Wie verhindert man das Entstehen von Rissen beim Trocknen dickerer Spachtelschichten?
Das Entstehen von Rissen (sogenannten Schwindrissen) bei dicken Spachtelschichten ist ein häufiges Problem. Es entsteht meist dadurch, dass die äußere Schicht zu schnell trocknet und hart wird, während das Material darunter noch feucht ist und sich beim Trocknen zusammenzieht.
Hier sind die effektivsten Strategien, um dies zu verhindern:
1. In Schichten arbeiten (Mehrschichtauftrag)
Dies ist die wichtigste Regel. Statt eine 20 mm dicke Schicht auf einmal aufzutragen, arbeiten Sie in mehreren Durchgängen (z. B. 2–3 Schichten à 5–7 mm).

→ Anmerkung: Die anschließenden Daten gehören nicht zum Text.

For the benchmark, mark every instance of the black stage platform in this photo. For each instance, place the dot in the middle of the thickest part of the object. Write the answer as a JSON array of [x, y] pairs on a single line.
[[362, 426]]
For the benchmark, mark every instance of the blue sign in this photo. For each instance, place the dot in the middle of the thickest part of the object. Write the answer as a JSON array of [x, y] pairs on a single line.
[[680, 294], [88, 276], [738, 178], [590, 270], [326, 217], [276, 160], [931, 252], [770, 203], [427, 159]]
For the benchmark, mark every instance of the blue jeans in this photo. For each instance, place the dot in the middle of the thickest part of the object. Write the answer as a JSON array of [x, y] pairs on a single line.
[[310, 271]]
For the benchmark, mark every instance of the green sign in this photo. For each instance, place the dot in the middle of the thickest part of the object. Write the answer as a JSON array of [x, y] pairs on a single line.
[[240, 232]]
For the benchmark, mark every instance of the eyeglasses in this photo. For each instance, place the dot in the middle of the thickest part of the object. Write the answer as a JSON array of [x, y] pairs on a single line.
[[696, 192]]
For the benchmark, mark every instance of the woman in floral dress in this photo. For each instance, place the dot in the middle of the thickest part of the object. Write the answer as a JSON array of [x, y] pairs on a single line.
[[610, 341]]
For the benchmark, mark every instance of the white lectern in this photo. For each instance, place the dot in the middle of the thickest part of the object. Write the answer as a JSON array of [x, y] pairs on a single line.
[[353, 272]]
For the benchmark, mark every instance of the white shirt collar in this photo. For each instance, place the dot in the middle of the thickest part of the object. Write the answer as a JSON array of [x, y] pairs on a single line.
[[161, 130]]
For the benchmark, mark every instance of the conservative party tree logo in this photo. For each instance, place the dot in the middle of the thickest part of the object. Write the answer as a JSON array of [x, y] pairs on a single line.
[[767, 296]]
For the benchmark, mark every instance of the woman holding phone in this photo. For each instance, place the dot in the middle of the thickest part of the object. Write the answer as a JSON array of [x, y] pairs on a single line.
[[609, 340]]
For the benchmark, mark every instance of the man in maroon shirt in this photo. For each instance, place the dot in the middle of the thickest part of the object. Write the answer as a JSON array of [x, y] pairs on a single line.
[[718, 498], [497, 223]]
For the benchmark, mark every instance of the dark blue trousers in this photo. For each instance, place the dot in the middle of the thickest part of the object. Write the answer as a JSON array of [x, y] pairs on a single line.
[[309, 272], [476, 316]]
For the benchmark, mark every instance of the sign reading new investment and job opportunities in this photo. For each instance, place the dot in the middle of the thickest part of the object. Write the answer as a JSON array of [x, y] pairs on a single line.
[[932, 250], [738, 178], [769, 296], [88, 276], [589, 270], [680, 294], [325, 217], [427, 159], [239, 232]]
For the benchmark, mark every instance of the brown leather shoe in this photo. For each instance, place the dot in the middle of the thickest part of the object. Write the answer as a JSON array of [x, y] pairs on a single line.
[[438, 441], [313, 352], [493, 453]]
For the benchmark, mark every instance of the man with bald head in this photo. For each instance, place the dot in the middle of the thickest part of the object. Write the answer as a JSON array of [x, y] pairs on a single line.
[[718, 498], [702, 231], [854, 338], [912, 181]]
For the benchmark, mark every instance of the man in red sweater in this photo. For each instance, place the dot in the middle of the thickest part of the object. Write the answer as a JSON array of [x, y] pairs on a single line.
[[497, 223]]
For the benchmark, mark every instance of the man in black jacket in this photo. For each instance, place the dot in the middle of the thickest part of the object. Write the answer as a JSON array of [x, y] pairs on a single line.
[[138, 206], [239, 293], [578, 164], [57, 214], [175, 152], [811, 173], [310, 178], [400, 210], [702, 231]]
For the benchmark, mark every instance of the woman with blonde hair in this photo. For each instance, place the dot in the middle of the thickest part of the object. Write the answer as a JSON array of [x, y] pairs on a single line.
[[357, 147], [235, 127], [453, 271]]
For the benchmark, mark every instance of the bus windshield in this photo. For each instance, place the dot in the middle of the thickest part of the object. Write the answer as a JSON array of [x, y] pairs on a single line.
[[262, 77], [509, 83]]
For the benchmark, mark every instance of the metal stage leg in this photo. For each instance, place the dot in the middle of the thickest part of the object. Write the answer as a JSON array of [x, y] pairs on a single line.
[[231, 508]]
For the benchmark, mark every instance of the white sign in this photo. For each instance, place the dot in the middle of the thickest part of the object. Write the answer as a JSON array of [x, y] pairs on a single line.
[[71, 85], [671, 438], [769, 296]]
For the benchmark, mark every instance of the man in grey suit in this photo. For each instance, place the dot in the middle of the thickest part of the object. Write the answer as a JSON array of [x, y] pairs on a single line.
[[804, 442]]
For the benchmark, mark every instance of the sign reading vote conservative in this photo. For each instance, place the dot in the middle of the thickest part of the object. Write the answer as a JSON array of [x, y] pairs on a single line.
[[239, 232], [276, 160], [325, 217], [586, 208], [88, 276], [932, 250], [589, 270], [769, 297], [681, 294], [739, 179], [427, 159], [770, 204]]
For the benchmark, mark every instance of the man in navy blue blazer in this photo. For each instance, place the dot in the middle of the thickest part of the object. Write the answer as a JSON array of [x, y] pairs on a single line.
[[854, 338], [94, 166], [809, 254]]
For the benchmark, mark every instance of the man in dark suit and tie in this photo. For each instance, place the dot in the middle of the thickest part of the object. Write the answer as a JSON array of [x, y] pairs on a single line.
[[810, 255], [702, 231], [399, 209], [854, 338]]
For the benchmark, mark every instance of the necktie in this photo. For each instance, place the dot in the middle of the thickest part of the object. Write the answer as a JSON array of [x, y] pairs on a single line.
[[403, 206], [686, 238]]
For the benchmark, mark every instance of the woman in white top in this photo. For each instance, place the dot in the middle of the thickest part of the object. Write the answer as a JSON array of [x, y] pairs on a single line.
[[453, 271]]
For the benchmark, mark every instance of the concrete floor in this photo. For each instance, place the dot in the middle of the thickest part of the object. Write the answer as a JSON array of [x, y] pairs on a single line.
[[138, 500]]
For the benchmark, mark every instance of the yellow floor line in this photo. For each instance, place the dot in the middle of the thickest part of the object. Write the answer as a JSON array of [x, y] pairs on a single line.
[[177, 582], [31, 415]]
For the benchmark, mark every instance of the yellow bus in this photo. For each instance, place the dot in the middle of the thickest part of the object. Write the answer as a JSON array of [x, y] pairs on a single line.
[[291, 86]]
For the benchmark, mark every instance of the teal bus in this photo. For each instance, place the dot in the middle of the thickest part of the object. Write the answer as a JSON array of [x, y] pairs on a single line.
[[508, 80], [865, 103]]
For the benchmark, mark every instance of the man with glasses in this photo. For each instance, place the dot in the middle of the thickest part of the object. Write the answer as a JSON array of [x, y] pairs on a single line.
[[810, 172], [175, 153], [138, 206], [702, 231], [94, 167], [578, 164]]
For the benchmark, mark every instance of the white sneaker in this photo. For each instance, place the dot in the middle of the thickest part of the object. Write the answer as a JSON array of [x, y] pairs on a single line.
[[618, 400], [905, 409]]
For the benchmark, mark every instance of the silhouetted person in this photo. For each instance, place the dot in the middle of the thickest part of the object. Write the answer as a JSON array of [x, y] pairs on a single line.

- Wichtig: Die untere Schicht muss vollständig durchgetrocknet sein, bevor die nächste folgt.
- Vorteil: Jede Schicht schwindet für sich, und die Spannungen im Material bleiben gering.
2. Die Wahl des richtigen Materials
Nicht jeder Spachtel ist für große Schichtstärken geeignet.
- Füll- und Glättspachtel (gipsbasiert): Diese ziehen oft stark zusammen. Achten Sie auf die Angabe "für Schichtstärken bis X mm" auf dem Sack.
- Leichtspachtel: Diese enthalten oft Leichtfüllstoffe (wie Mikroperlen) und neigen deutlich weniger zu Rissen, auch bei dickeren Schichten.
- Zementäre Spachtelmassen: Diese sind oft formstabiler, aber schwieriger zu schleifen.
- Reaktive Füllstoffe: Es gibt spezielle Spachtelmassen, die chemisch abbinden und kaum schwinden.
3. Untergrund vorbereiten (Grundierung)
Ein stark saugender Untergrund (z. B. Porenbeton oder alter Putz) entzieht der Spachtelmasse das Wasser zu schnell. Das führt zu einer "Aufbrennung" und Rissbildung.
- Lösung: Den Untergrund mit Tiefgrund (Grundierung) vorbehandeln. Dies reguliert die Saugfähigkeit und verbessert die Haftung.
4. Das richtige Anmischen
Wenn Sie Pulverspachtel verwenden:
- Mischverhältnis: Halten Sie sich exakt an die Herstellervorgaben. Zu viel Wasser erhöht das Risiko von Schwindrissen massiv.
- Sumpfzeit: Lassen Sie die Masse nach dem ersten Anrühren kurz stehen (ca. 2–3 Minuten) und rühren Sie sie dann noch einmal durch.
5. Trocknungsbedingungen kontrollieren (Klima)
Zu schnelles Trocknen ist der Hauptgrund für Risse.
- Vermeiden Sie Zugluft: Schließen Sie während der Trocknungsphase die Fenster (Stoßlüften ist okay, aber kein dauerhafter Durchzug).
- Keine direkte Hitze: Stellen Sie keine Heizlüfter direkt vor die frisch gespachtelte Wand.
- Sonneneinstrahlung: Schützen Sie die Fläche vor direkter, intensiver Sonneneinstrahlung durch Fenster.
6. Einsatz von Armierungsgewebe
Bei besonders kritischen Stellen oder sehr dicken Schichten (z. B. beim Verfüllen von Schlitzen) hilft ein Glasfasergewebe oder ein Fugenband.
- Legen Sie das Gewebe in das erste Drittel der Spachtelschicht ein. Es nimmt die Zugspannungen auf und verteilt sie, sodass keine Risse an der Oberfläche entstehen.
7. "Nass in Nass" vermeiden bei großen Tiefen
Wenn Sie tiefe Löcher füllen, füllen Sie diese erst grob vor und lassen Sie das Material einsinken und trocknen. Erst im zweiten Schritt erfolgt die Fein-Ebenung.
Zusammenfassung: Wenn Sie tiefe Stellen füllen müssen, nutzen Sie einen hochwertigen Füllspachtel, grundieren Sie vorher gründlich und arbeiten Sie lieber in zwei dünnen statt einer dicken Schicht. So erhalten Sie ein perfektes, rissfreies Ergebnis.